As the album progresses there is a constant echo of dance music, not so much that people start to reach for glow sticks though and the classy people clamber for the exists, no Hopkins walks the delicate tightrope and merges dance sounds into a ambient atmosphere. In fact “Colour Eye” sounds like a 90’s rave if it was taking place on a submerged 1920’s Atlantic liner. The dance beats sound over an echoy piano, like ocean currents tickling ancient ivories in the Hacienda, the track ends with the sound of falling rain, the real Madchester sound.
The nine minute “Light through The Veins” is the most Reichesque track and may test the patience of newcomers to ambient to the limit. But lovers of “Music For Eighteen Musicians” and “Different Trains” will really love this technicolor shoe gaze. The song is hypnotic, the pulsating waves of sound and thundering bass getting inside your consciousness.
The echoy piano sounds return for the rest of the album, particularly in the wonderful minor key piece “A Drifting Up”. Its the kind of music that would usually be set to a time-lapse image of a dying flower, or a city street as the day expires, in an arty documentary.
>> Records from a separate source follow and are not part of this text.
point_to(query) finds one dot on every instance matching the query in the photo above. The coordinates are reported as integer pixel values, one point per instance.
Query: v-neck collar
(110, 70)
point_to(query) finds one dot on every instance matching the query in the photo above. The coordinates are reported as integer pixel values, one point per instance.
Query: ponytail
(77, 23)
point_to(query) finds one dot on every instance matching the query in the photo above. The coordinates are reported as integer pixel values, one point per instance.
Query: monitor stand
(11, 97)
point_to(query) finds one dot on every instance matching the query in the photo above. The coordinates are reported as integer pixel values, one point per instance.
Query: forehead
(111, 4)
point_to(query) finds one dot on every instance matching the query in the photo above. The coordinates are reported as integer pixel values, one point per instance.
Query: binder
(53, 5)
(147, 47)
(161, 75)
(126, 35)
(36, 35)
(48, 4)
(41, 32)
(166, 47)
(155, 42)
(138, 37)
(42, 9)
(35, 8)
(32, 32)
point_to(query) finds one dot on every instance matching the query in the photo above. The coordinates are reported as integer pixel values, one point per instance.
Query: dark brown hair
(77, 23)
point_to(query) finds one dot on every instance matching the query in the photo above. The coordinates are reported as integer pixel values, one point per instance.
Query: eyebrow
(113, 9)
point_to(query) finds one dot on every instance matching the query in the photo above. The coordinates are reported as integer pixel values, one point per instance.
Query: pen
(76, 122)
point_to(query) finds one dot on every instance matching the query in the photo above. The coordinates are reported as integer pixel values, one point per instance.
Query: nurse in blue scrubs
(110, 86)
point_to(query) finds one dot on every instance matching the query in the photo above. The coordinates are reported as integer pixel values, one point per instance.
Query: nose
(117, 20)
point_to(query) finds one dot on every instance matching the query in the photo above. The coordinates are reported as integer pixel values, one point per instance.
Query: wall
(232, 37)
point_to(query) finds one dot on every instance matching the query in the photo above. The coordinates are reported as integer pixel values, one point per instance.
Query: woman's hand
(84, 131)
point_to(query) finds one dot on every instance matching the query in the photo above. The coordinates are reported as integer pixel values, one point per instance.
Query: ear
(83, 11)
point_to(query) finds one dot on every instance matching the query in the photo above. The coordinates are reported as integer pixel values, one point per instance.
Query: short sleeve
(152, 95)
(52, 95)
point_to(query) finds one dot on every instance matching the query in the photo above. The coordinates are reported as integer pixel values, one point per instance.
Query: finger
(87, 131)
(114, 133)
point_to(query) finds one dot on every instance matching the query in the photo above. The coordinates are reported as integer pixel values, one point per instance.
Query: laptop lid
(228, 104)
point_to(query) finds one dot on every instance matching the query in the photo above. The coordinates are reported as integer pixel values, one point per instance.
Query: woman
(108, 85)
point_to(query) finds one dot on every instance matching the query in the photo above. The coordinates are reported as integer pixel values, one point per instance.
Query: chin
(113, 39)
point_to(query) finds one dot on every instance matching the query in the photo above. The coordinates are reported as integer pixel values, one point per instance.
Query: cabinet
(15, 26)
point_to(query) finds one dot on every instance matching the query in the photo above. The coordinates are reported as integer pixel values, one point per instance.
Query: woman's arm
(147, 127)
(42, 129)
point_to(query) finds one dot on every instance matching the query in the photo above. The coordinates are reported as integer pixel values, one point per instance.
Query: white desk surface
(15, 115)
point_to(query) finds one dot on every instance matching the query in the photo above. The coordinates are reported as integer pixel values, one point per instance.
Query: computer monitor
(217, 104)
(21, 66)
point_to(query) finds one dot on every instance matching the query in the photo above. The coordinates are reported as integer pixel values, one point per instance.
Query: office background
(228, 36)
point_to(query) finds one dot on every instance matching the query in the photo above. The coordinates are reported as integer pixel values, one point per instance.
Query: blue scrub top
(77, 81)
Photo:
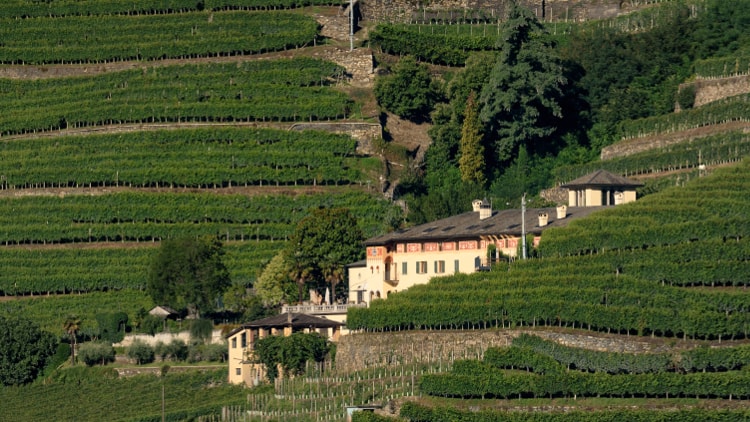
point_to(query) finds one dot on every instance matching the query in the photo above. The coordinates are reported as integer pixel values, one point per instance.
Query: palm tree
(71, 326)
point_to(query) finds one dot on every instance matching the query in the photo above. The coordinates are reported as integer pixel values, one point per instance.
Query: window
(439, 267)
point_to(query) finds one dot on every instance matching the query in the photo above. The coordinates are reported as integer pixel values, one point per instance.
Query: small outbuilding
(164, 312)
(241, 341)
(600, 188)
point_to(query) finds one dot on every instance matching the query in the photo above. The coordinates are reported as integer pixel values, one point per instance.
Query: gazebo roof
(296, 321)
(602, 178)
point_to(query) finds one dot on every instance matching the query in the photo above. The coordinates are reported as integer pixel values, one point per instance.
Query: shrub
(112, 326)
(201, 330)
(93, 353)
(409, 92)
(177, 350)
(686, 97)
(208, 352)
(141, 352)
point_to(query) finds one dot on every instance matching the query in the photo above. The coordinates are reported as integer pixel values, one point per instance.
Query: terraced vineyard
(85, 212)
(282, 90)
(627, 262)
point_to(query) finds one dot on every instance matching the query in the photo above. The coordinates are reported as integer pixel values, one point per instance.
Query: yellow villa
(241, 341)
(462, 243)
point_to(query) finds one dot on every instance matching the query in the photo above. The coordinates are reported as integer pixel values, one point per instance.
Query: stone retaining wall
(710, 90)
(364, 133)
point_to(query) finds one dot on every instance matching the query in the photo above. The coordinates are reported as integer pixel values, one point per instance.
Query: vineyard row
(90, 39)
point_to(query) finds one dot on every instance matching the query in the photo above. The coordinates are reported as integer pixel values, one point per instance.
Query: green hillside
(182, 129)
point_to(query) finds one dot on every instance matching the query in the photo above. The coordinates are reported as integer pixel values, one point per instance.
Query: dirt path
(239, 190)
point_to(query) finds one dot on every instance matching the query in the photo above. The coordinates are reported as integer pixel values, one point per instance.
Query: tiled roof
(602, 178)
(469, 226)
(298, 321)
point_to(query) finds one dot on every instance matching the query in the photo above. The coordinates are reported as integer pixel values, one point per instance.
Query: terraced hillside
(112, 141)
(174, 124)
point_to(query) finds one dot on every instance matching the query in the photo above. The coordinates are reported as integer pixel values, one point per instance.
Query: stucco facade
(243, 369)
(458, 244)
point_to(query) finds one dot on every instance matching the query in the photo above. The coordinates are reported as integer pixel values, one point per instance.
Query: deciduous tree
(322, 243)
(409, 92)
(188, 273)
(24, 350)
(71, 326)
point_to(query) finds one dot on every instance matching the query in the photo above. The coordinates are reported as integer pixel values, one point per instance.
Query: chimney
(485, 209)
(476, 204)
(543, 219)
(562, 211)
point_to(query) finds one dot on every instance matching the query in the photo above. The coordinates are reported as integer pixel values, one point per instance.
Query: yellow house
(600, 188)
(460, 244)
(241, 341)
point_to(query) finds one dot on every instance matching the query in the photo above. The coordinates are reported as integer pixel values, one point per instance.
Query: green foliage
(45, 311)
(96, 353)
(281, 90)
(112, 326)
(708, 208)
(176, 350)
(141, 352)
(207, 353)
(521, 101)
(710, 150)
(25, 350)
(722, 67)
(151, 325)
(86, 39)
(686, 97)
(372, 417)
(187, 396)
(416, 412)
(224, 156)
(273, 284)
(471, 149)
(731, 109)
(322, 243)
(409, 92)
(290, 353)
(188, 273)
(431, 45)
(67, 8)
(201, 330)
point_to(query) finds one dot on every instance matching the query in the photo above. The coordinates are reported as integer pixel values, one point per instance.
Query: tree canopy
(520, 103)
(24, 350)
(188, 273)
(471, 161)
(409, 92)
(291, 352)
(322, 243)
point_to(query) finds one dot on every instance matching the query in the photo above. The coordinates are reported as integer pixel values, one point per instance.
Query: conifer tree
(471, 160)
(520, 103)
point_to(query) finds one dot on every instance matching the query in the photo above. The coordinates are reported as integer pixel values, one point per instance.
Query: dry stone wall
(710, 90)
(364, 133)
(547, 10)
(361, 350)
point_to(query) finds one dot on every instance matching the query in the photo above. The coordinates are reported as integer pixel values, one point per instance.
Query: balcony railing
(320, 309)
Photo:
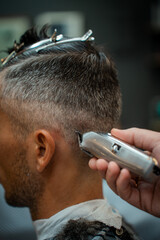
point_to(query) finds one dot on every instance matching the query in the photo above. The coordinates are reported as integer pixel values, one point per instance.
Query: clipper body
(126, 156)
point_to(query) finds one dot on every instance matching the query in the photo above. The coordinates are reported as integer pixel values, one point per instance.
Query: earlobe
(45, 148)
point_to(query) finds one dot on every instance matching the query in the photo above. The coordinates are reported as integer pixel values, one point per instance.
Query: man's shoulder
(82, 229)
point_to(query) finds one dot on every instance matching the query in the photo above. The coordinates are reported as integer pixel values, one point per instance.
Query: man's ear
(45, 148)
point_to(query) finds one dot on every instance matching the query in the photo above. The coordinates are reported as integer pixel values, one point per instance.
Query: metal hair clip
(46, 43)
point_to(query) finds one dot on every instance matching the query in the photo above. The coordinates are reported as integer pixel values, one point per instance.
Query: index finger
(141, 138)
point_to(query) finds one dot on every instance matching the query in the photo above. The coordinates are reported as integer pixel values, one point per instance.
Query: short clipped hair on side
(72, 86)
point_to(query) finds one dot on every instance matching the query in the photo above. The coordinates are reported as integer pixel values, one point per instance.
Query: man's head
(60, 89)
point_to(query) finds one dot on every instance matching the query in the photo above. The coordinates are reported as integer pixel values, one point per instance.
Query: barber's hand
(141, 194)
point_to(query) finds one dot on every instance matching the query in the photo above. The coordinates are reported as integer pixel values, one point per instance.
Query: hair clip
(46, 43)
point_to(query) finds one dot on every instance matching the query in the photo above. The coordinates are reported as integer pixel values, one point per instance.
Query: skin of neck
(67, 182)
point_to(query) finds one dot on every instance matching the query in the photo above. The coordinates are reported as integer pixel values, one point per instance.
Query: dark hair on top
(67, 87)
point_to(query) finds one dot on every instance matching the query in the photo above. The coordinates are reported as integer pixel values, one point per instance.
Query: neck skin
(66, 184)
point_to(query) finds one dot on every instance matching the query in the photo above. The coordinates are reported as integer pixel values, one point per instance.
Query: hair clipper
(106, 146)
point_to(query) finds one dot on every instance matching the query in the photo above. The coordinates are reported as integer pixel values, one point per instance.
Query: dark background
(130, 32)
(126, 30)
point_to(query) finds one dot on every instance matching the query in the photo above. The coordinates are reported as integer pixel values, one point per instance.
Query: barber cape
(87, 220)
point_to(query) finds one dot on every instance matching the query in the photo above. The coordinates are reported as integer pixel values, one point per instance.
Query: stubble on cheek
(25, 186)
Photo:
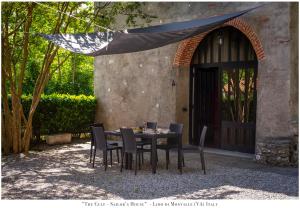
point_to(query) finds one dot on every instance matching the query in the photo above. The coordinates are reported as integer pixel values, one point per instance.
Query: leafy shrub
(61, 112)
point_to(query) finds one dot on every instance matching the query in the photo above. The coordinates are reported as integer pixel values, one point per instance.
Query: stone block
(58, 139)
(274, 151)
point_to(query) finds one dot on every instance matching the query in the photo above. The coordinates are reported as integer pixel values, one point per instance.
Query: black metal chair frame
(93, 140)
(171, 142)
(130, 147)
(100, 143)
(200, 148)
(144, 141)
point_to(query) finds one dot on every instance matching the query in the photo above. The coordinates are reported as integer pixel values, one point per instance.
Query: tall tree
(20, 22)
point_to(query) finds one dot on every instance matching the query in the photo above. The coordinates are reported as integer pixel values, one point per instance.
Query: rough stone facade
(137, 87)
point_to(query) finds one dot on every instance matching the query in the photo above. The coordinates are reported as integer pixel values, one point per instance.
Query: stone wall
(137, 87)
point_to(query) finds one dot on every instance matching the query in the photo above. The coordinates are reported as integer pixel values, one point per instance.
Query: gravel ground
(63, 172)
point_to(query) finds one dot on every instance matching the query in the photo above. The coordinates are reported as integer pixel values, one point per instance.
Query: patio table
(154, 136)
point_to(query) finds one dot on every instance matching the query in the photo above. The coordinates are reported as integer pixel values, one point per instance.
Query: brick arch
(187, 47)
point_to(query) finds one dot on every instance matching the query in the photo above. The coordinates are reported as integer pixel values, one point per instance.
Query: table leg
(126, 161)
(153, 155)
(180, 154)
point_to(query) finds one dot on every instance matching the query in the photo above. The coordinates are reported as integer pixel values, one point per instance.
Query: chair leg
(118, 155)
(140, 161)
(94, 157)
(110, 157)
(135, 170)
(122, 158)
(202, 162)
(167, 158)
(105, 159)
(91, 152)
(142, 146)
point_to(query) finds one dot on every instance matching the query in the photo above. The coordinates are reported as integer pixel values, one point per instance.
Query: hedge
(58, 113)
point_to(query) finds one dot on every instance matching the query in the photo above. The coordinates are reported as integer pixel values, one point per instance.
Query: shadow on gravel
(65, 173)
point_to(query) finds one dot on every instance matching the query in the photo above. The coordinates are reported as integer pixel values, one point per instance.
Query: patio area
(64, 172)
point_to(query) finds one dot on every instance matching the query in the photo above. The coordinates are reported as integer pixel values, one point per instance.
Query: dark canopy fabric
(139, 39)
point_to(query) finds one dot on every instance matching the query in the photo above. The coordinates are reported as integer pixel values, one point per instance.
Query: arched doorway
(223, 91)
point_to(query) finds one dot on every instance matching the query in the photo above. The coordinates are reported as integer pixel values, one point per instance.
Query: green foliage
(75, 75)
(62, 112)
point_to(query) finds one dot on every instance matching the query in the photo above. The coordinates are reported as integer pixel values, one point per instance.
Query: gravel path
(63, 172)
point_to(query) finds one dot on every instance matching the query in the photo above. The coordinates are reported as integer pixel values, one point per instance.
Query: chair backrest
(99, 137)
(151, 125)
(178, 128)
(95, 125)
(202, 137)
(129, 143)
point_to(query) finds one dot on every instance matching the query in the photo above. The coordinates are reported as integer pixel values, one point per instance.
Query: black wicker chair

These pieces could probably be described hundreds of different ways by hundreds of different people, which is the proof of the power of ambient music. In a traditional song the images conjured up in ones minds eyes are passed on verbally by the songwriter. It’s an utterly effective but limited technique. Ambient music allows your own imagination to fire on a limitless scale, on all cylinders, in widescreen. There are no limitations, you make up your own meaning. Jon Hopkins latest aims for transcendence and manages to tip toe awfully close.